Upon returning home, I must admit that it took several years before I could tolerate the affluent society I had grown up in. The longer I was away from Guatemala, however, the memory of my wonderful Cachiquel friends receded into distant memory and I became once again a participant in affluence.

A number of years ago I had to spend a great deal of time in bed recovering from a bad pressure sore. One evening about 6:30 pm, Jo Anne and Jackie (my youngest daughter) got me out of bed and into my wheelchair.  I rolled outside to the front of the house wearing my ball hat and 10-year old sandals that looked brand new (I wonder why?). It was a gorgeous evening, nice and warm, with the sun at such an angle that it made everything sparkle and glow in a special way.  Jo Anne was working in her little flower garden -- I love to watch her work -- and to me the flowers seemed more beautiful and larger than I could ever remember them.  I was so happy to be outside in my wheelchair feeling so warm both inside and outside.  It felt good to be out of bed with the promise that within an hour or so we would go to In-N-Out Burger for dinner, the highlight of the week.  I can't remember feeling so good, so happy, and so much at peace.

The thought occurred to me that if someone who didn't know me were to walk down the street at that time and see me paralyzed and on life support, with dumb sandals and a ball hat on my head, they may have been tempted to mutter to themselves, "There but for the grace of God, go I!"

In Victor E. Frankl's wonderful book, "Man's Search for Meaning," he shared an important thought. Describing the horrific conditions in German concentration camps, he related how every possible thing was taken from the Jewish prisoners and how immense their suffering was. Then he made a beautiful and true statement. Having lost everything, the inmates came to understand how "... a very trifling thing can cause the greatest of joys."  [Man's Search for Meaning, Pages 61-62.]

In my case, being a prisoner in my own body, no one but me knows how the most simple and seemingly "trifling" things are such a source of joy.  For me, it is absolutely wonderful to be up in my wheelchair, rolling around and having some freedom of movement, even though limited.

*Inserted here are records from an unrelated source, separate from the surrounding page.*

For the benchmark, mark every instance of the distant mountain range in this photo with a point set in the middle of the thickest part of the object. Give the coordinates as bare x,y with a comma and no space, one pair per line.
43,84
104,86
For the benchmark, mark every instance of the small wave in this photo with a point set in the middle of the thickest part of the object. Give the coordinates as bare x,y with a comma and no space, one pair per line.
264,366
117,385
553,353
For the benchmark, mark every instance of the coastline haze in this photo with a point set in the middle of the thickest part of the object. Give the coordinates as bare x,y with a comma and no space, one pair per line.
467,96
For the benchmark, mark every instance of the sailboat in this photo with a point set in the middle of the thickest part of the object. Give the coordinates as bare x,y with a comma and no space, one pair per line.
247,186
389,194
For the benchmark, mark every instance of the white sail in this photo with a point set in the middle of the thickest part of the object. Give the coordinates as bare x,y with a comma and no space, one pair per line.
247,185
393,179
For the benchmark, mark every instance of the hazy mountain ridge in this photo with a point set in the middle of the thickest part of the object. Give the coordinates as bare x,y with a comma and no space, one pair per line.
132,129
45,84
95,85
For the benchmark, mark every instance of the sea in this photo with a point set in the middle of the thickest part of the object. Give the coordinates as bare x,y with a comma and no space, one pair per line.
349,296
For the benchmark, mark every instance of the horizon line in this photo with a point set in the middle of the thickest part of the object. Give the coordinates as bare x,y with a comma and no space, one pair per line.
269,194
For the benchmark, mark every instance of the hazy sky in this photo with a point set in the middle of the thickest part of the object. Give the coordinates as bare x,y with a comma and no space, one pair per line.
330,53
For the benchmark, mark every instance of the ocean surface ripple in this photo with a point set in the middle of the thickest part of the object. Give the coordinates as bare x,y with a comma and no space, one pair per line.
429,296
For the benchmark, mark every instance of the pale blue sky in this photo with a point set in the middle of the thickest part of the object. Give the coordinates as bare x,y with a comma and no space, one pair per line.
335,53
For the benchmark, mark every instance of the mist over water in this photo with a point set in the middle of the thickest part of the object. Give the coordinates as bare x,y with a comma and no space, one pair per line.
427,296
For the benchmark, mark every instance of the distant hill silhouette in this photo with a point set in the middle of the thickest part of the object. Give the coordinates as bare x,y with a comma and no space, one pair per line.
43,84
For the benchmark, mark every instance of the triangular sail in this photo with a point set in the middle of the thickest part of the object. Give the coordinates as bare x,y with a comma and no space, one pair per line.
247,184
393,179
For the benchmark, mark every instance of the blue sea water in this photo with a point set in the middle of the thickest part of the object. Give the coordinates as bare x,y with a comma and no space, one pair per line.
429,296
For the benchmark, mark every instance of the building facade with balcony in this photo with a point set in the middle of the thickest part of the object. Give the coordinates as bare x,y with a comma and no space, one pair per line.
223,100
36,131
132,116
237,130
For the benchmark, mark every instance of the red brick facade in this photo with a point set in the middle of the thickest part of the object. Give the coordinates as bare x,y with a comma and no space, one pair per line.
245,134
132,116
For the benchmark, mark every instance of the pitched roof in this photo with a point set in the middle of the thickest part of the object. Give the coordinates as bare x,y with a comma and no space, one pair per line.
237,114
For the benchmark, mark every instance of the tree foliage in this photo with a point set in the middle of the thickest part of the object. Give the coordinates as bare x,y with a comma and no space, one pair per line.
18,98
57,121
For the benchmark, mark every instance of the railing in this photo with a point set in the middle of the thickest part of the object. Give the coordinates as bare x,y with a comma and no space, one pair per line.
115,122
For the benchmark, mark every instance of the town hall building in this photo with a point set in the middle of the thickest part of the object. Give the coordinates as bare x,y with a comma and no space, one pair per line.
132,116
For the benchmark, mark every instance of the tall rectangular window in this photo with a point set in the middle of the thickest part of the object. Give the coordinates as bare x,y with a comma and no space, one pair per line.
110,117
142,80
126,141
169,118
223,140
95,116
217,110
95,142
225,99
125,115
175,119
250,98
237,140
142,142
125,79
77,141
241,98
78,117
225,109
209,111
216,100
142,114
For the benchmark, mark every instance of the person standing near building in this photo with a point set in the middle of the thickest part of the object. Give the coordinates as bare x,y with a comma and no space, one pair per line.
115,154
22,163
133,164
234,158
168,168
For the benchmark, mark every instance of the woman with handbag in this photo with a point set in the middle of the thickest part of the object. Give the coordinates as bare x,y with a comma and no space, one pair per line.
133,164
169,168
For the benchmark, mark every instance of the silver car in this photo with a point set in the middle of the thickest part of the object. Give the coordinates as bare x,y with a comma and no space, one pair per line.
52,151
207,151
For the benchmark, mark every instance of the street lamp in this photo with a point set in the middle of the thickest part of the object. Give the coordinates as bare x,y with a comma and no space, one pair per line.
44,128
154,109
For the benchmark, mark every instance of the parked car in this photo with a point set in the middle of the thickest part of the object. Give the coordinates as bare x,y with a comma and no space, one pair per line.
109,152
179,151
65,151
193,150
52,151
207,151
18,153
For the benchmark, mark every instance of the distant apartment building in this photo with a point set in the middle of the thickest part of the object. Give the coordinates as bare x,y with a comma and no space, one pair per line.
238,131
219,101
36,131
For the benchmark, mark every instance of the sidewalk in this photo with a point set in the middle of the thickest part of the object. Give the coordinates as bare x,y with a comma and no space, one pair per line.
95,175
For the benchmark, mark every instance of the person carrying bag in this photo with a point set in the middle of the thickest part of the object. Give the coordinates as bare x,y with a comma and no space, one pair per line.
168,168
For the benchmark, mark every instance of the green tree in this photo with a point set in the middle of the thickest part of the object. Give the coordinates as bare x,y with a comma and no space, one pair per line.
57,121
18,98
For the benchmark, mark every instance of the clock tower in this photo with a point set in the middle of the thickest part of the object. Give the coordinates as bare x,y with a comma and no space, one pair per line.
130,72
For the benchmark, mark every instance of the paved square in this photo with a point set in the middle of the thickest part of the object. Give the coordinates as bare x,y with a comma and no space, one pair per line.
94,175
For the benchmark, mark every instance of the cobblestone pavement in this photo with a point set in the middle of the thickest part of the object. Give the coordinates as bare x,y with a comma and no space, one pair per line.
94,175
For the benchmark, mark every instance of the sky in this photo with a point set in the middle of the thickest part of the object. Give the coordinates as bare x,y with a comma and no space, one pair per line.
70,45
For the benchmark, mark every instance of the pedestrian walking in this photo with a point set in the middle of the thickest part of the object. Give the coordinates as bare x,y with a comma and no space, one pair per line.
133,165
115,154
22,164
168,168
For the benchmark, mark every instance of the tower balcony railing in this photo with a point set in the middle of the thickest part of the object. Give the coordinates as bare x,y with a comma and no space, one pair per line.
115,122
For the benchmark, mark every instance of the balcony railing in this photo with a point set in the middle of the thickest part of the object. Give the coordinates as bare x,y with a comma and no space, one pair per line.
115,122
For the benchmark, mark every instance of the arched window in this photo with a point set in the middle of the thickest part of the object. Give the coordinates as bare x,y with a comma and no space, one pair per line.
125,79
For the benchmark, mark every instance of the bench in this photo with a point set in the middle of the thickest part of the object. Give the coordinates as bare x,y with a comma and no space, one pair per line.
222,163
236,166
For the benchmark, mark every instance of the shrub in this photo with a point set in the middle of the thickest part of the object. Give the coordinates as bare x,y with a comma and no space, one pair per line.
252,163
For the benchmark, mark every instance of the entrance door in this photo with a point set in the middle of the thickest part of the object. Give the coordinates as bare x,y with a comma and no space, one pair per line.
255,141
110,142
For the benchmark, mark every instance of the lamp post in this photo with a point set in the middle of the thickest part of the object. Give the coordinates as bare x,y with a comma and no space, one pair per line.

I think we must be careful in judging another's suffering or joy in life.  To do so accurately, we would have to have the power to look into the innermost recesses of each person's heart.  Lucky is the man or woman who can be content and experience great joy through trifling things.

By the way, this will be my final observation for a few weeks until we return from our Cruise to the Mexican Riviera.